7. Reliance was placed by Shri J. P. Dwivedi on Narayan Ganesh Ghatate v. Bhioraj, 2 Nag LR 87. It has no doubt been observed in that case that in a suit brought under Section 283 of the C. P. C. of 1882, the value of the suit for purposes of jurisdiction depends on the value of the property. The question was considered by Pollock J. in Radhabai v. Madhorao, ILR (1944( Nag 783: (AIR 1944 Nag 308). The observations in Narayan Ganesh Ghatate's case, 2 Nag LR 87 (supra) were considered to be obiter. The cases on which the decision in that case was based were also considered. The conclusion reached was that in a case where the value of the property exceeds the decretal amount, the value for the purposes of (jurisdiction is the decretal amount. This case applies to the present case on all fours,
8. Reference was made by Shri J. P. Dwivedi to the decision in Gainda Lal v. Ram Singh, AIR 1954 ALL 782, where it has been held that a suit under Order 21, Rule 63, must be valued in accordance with the value of the property attached. That decision, however, is not helpful inasmuch as the question' was answered with particular reference to Section 4 of the Suits Valuation Act, which has been amended in U, P. That section enjoins that the suit shall be valued for the purposes of jurisdiction at the market value of the property involved or affected by or the title to which is affected by the relief sought. In a suit under Order 21, Rule 63, the title to the property attached is affected and therefore under the special provision the jurisdiction will depend upon the value of the property irrespective of the amount of decree in U. P.
9. In Renganatha v.

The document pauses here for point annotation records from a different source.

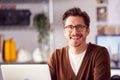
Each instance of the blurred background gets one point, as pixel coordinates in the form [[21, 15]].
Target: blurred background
[[18, 25]]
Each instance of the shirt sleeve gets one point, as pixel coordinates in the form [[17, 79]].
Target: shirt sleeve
[[102, 65]]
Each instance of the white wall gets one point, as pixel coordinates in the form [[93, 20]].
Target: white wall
[[60, 7], [28, 38], [25, 38]]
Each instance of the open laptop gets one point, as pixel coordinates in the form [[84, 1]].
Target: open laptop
[[25, 72]]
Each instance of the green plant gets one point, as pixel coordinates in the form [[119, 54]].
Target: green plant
[[42, 25]]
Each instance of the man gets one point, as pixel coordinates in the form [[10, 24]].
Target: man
[[79, 60]]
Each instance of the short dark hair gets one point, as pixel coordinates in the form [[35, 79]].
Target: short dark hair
[[76, 12]]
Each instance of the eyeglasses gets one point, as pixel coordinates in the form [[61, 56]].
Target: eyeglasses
[[78, 27]]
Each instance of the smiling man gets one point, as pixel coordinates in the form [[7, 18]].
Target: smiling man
[[79, 60]]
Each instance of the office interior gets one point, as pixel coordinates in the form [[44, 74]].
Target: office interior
[[104, 25]]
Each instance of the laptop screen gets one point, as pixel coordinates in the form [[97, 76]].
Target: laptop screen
[[112, 43], [25, 72]]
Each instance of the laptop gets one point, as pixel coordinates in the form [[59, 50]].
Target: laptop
[[25, 72]]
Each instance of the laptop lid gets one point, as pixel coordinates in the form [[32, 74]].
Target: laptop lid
[[25, 72]]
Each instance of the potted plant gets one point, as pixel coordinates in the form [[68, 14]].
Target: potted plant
[[42, 25]]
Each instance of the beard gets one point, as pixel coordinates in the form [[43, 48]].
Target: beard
[[77, 43]]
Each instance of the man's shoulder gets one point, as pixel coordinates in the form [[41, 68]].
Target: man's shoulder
[[96, 46]]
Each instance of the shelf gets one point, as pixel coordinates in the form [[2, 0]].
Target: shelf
[[23, 1]]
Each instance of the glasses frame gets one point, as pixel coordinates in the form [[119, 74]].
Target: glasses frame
[[78, 27]]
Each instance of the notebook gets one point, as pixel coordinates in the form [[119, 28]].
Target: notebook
[[25, 72]]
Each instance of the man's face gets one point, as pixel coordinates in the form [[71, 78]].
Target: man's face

Subrarnanian, AIR 1956 Mad 402, the question has been comprehensively considered, and it has been laid down that where the property is of higher value than the decretal amount, the decretal amount determines jurisdiction. In Nandlal v. Mt. Baratan, AIR 1960 Pat 82, also it has been observed that
'where the value of the property is more than the decretal amount, it is the decretal amount which will determine the value of the suit and upon that will depend the jurisdiction of the Court.'
10. The fact that the judgment-debtor and the vendor of the plaintiff have been made parties to the case makes no difference to the question of value for the purposes of jurisdiction. In Radha bai's case, ILR (1944) Nag 783: (AIR 1944 Nag 308), (supra) this question was examined and it was observed as follows:
'A distinction was drawn in Narayanan Singh v. Aiyasami Reddi, ILR 39 Mad 602 : (AIR 1916 Mad 858), where it was held that if the plaintiff in such a case asked for a declaration that the judgment-debtor had no interest in the attached property, the value to the plaintiff in his suit is his full interest in the property, the attachment of which he seeks to raise. As I have said above, J think it is very difficult, in view of the Privy Council decision in ILR 35 Cal 202 (PC), to draw any such distinction between one suit and another brought under Order 21, Rule 63.'
I find myself in respectful agreement with this view. As I have already said, there was no cause of action absolutely for asking for a declaration against the judgment-debtor or the vendor and in the plaint nothing was alleged as to why they were joined as parties. The plaint clearly shows that the occasion for the suit is the rejection of the objection under Order 21, Rule 58 and it is the effect of that order which is sought to be avoided by the suit. There are no other facts mentioned to show that the suit was of any wider import.
11. On the basis of the authorities cited, J. have no doubt that the value for the purposes of jurisdiction in the instant case was the amount of decree, and not the value of the property attached.
12. There is no substance in this appeal. Itis dismissed with costs. Hearing fee is fixed atRs. 50/- only.